Eli Lilly's profitability is exceptional, with a gross margin of 81.9% and a net margin of 35.0%, though the gross margin has slightly contracted from 82.5% in the prior year. The balance sheet is moderately leveraged with a debt-to-equity ratio of 1.39x, which is manageable given the company's high earnings power, while the current ratio of 1.5x indicates adequate short-term liquidity. Free cash flow stands at $5.96 billion, a strong absolute figure, though the free cash flow (FCF) yield of 0.6% is low due to the company's massive market valuation. Overall, Lilly possesses a robust financial profile with industry-leading margins, significant cash generation for reinvestment into R&D and capacity expansion, and sufficient liquidity to service its debt obligations.

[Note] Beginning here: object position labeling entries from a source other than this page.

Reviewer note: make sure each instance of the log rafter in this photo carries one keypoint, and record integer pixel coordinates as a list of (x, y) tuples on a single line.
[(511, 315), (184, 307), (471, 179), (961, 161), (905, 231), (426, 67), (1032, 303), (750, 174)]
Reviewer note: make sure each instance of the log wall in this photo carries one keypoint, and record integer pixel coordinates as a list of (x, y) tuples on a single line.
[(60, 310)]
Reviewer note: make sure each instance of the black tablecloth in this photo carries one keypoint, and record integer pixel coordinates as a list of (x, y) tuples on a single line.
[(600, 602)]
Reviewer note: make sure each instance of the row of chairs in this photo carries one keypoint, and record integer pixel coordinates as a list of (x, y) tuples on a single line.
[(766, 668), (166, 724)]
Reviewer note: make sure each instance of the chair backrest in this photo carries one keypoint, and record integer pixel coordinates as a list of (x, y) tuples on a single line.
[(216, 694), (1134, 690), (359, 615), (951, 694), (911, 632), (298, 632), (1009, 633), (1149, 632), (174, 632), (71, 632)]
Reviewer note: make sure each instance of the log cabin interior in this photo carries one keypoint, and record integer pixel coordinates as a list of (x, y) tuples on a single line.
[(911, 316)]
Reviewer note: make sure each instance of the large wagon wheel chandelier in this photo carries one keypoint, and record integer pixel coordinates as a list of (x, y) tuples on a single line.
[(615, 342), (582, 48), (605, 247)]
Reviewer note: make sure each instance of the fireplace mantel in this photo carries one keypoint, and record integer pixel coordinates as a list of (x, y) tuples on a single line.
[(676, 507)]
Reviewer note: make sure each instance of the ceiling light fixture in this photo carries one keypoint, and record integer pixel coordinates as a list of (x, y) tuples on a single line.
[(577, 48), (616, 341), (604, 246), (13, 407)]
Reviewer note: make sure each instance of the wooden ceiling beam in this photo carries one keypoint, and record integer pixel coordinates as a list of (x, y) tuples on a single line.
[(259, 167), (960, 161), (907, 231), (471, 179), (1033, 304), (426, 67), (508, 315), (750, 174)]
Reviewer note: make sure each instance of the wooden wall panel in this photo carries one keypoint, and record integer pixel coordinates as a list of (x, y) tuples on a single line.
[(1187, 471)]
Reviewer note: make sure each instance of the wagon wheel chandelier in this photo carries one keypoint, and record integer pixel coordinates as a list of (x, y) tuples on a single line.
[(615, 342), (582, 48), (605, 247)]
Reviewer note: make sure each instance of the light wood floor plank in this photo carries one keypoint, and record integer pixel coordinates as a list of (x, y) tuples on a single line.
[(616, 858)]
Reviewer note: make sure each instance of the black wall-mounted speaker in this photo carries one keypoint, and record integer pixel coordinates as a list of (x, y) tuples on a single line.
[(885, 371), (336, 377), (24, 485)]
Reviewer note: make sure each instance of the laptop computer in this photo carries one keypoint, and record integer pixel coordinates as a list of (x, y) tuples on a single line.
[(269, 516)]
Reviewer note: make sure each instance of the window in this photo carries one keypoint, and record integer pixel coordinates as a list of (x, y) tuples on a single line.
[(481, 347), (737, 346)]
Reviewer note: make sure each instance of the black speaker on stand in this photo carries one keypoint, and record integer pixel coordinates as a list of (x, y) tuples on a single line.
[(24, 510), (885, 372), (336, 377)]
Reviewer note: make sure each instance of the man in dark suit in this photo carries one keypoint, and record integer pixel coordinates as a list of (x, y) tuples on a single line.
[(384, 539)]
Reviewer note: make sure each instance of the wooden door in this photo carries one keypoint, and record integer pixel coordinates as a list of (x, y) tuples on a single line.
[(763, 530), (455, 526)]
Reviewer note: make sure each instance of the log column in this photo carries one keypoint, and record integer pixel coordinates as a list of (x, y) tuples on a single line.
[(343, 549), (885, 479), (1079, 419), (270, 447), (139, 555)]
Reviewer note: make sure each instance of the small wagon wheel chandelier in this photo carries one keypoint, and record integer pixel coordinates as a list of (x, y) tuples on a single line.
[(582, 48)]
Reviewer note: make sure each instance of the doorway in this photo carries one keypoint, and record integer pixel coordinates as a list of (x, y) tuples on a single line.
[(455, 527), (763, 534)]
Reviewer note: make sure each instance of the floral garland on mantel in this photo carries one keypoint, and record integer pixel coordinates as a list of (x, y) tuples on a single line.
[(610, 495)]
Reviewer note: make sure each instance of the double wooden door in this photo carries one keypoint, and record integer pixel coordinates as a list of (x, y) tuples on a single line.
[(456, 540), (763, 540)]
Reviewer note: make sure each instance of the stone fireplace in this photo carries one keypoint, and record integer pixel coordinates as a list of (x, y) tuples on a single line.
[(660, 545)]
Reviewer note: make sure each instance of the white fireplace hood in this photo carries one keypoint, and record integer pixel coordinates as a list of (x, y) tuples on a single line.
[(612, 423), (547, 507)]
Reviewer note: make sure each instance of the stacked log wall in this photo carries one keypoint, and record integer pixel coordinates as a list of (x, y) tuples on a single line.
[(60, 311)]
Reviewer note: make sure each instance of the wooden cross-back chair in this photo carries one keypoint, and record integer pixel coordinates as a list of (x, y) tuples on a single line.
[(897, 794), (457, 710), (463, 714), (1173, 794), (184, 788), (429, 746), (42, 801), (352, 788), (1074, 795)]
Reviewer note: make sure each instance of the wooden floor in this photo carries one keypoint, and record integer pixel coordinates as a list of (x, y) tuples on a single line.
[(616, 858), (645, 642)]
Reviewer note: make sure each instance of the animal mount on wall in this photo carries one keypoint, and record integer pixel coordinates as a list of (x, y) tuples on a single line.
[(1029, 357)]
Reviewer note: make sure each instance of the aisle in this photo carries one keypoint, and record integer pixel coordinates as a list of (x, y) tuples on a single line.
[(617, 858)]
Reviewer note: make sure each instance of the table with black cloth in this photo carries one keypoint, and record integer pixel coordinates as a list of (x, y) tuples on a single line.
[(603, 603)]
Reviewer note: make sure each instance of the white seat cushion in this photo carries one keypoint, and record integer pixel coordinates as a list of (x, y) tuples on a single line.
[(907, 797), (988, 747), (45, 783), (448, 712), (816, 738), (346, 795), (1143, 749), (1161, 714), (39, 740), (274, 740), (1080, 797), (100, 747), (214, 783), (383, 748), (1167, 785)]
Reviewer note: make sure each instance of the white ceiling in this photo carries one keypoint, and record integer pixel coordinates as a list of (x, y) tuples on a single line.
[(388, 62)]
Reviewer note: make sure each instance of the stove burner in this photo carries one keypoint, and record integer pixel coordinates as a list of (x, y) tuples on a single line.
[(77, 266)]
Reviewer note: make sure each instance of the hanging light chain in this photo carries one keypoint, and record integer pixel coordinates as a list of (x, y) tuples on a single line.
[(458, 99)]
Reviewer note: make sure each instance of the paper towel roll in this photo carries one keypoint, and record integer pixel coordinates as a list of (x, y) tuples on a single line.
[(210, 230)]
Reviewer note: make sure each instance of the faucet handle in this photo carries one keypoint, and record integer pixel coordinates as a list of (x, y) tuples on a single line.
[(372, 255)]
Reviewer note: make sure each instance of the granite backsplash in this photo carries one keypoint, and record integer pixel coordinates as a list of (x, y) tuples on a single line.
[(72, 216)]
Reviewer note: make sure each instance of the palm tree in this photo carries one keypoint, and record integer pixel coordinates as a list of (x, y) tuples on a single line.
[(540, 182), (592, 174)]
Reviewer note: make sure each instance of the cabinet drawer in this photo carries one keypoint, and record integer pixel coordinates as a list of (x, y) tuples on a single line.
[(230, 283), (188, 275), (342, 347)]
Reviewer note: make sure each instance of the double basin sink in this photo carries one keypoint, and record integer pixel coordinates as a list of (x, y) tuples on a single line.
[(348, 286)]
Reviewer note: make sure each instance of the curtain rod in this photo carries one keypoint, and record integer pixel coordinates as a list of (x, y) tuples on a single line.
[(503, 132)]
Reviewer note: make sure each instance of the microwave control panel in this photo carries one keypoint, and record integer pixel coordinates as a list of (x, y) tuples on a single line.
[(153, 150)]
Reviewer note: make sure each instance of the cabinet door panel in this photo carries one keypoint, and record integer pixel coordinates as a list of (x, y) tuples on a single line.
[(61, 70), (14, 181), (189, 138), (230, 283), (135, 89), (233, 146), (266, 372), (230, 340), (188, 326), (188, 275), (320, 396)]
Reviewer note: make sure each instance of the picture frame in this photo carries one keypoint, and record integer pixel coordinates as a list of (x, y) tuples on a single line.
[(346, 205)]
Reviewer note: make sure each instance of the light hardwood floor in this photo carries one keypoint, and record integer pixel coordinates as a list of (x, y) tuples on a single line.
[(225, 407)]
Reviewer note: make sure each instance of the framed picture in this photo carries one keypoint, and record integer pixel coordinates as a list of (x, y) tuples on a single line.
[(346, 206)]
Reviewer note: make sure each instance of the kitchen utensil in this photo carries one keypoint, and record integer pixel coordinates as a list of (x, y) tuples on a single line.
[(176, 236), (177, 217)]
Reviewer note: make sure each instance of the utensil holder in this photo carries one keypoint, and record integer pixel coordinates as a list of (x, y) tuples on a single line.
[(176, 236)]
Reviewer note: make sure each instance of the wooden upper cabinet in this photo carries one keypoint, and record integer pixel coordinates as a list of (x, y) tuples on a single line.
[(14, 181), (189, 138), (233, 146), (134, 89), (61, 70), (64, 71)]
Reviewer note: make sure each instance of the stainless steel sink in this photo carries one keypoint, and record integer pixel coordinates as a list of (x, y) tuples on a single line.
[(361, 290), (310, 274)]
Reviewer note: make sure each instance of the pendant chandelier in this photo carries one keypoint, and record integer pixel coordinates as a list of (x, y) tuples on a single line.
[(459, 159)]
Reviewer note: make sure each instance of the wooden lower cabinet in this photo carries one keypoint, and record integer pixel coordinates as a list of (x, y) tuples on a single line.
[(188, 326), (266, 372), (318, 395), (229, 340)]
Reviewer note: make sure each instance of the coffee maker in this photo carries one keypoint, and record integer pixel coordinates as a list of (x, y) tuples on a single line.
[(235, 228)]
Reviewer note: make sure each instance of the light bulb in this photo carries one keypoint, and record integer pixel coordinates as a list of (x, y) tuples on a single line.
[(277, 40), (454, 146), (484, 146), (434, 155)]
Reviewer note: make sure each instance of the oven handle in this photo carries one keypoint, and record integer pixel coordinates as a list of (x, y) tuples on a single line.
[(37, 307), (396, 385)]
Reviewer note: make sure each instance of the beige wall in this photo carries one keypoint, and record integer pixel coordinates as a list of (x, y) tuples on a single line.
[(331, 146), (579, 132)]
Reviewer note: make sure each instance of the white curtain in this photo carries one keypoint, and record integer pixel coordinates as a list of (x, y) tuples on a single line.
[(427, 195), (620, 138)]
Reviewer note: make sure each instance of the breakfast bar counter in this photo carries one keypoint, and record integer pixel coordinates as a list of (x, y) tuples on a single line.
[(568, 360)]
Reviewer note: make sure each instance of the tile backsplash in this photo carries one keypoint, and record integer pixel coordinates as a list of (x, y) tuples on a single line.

- VALUATION — P/E of 41.77x is nearly double the sector average of 22x, pricing in perfection and leaving little room for execution missteps. - VALUATION DIVERGENCE — A Python DCF estimate of $318.06 per share is dramatically below the current price of $1,179.11, indicating the market is pricing in a growth trajectory that far exceeds a standard 20% FCF growth assumption. - REVENUE DECELERATION — While YoY revenue growth is a blistering 55.5%, the QoQ increase of just 2.6% signals a potential deceleration from the peak growth rate, which could disappoint momentum-driven investors. - TECHNICALS — RSI, MACD, and moving average data unavailable for this period; momentum cannot be independently confirmed. - INSIDER ACTIVITY — Over the last 90 days, insiders have conducted 2 sales with 0 buys, a net-selling pattern that can signal a perceived peak in the stock's valuation.